Lai Win Shun, Gordetsky Jennifer B, Thomas John V, Nix Jeffrey W, Rais-Bahrami Soroush
Department of Urology, University of Alabama at Birmingham, Birmingham, Alabama.
Department of Pathology, University of Alabama at Birmingham, Birmingham, Alabama.
Cancer. 2017 Jun 1;123(11):1941-1948. doi: 10.1002/cncr.30548. Epub 2017 Jan 31.
The objective of this study was to create a nomogram model integrating clinical and multiparametric magnetic resonance imaging (MP-MRI)-based variables to predict prostate cancer upgrading in a population of active surveillance (AS) patients.
Prostate cancer patients on AS who underwent MP-MRI with magnetic resonance imaging (MRI)/ultrasound (US) fusion-guided biopsy were identified. Clinical and imaging variables, including the prostate-specific antigen density (PSAD), number of lesions, total lesion volume, total lesion density, Prostate Imaging Reporting and Data System magnetic resonance imaging suspicion score (MRI-SS), and duration between prereferral systematic and MRI/US fusion-guided biopsy sessions, were assessed. Logistic regression modeling was used to assess upgrading on MRI/US fusion-guided biopsy. A predictive model for upgrading was calculated with the significant factors identified.
Seventy-six patients were analyzed with a mean age of 62.5 years and a median prostate-specific antigen (PSA) level of 5.1 ng/mL. The average duration between prereferral and MRI/US biopsies was 21 months. Twenty patients (26.32%) were upgraded. The PSAD, duration between prereferral and MRI/US biopsies, MRI-SS, and MRI total lesion density were significantly associated with upgrading. A logistic regression model using these factors to predict upgrading on confirmatory MRI/US fusion biopsy had an area under the curve (AUC) of 0.84, whereas the AUC was 0.69 with PSA alone. On the basis of this model, a nomogram was generated, and using a probability cutoff of 22% as an indication of upgrading, it produced sensitivity, specificity, positive predictive, and negative predictive values of 80%, 81.25%, 57.1%, and 92.86%, respectively.
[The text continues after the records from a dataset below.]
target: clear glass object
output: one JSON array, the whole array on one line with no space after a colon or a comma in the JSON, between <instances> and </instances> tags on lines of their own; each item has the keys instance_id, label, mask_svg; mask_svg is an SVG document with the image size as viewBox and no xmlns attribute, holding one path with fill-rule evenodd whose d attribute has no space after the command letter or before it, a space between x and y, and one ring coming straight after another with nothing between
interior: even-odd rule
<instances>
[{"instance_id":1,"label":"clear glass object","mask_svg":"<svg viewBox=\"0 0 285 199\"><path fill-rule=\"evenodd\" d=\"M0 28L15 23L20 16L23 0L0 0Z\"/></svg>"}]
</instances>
The integration of MRI findings with clinical parameters can add value to a model predicting upgrading from a Gleason score of 3 + 3 = 6 in men on AS. This can potentially be used as a noninvasive approach to confirm AS patients with low-risk disease for whom biopsy may be deferred. Cancer 2017;123:1941-1948. © 2017 American Cancer Society.
本研究的目的是创建一个整合临床和基于多参数磁共振成像(MP-MRI)变量的列线图模型,以预测主动监测(AS)患者群体中前列腺癌的升级情况。
确定接受MP-MRI检查并经磁共振成像(MRI)/超声(US)融合引导活检的AS前列腺癌患者。评估临床和影像变量,包括前列腺特异性抗原密度(PSAD)、病灶数量、总病灶体积、总病灶密度、前列腺影像报告和数据系统磁共振成像可疑评分(MRI-SS)以及转诊前系统活检与MRI/US融合引导活检之间的时间间隔。使用逻辑回归模型评估MRI/US融合引导活检时的升级情况。根据确定的显著因素计算升级的预测模型。
分析了76例患者,平均年龄62.5岁,前列腺特异性抗原(PSA)水平中位数为5.1 ng/mL。转诊前与MRI/US活检之间的平均时间间隔为21个月。20例患者(26.32%)出现升级。PSAD、转诊前与MRI/US活检之间的时间间隔、MRI-SS以及MRI总病灶密度与升级显著相关。使用这些因素预测确诊MRI/US融合活检时升级的逻辑回归模型的曲线下面积(AUC)为0.84,而仅使用PSA时AUC为0.69。基于该模型生成了列线图,以22%的概率截断值作为升级的指标,其敏感性、特异性、阳性预测值和阴性预测值分别为80%、81.25%、57.1%和92.86%。
将MRI结果与临床参数相结合可为预测AS男性患者从Gleason评分3 + 3 = 6升级的模型增加价值。这有可能用作一种非侵入性方法,以确认可能推迟活检的低风险疾病AS患者。《癌症》2017年;123:1941 - 1948。© 2017美国癌症协会。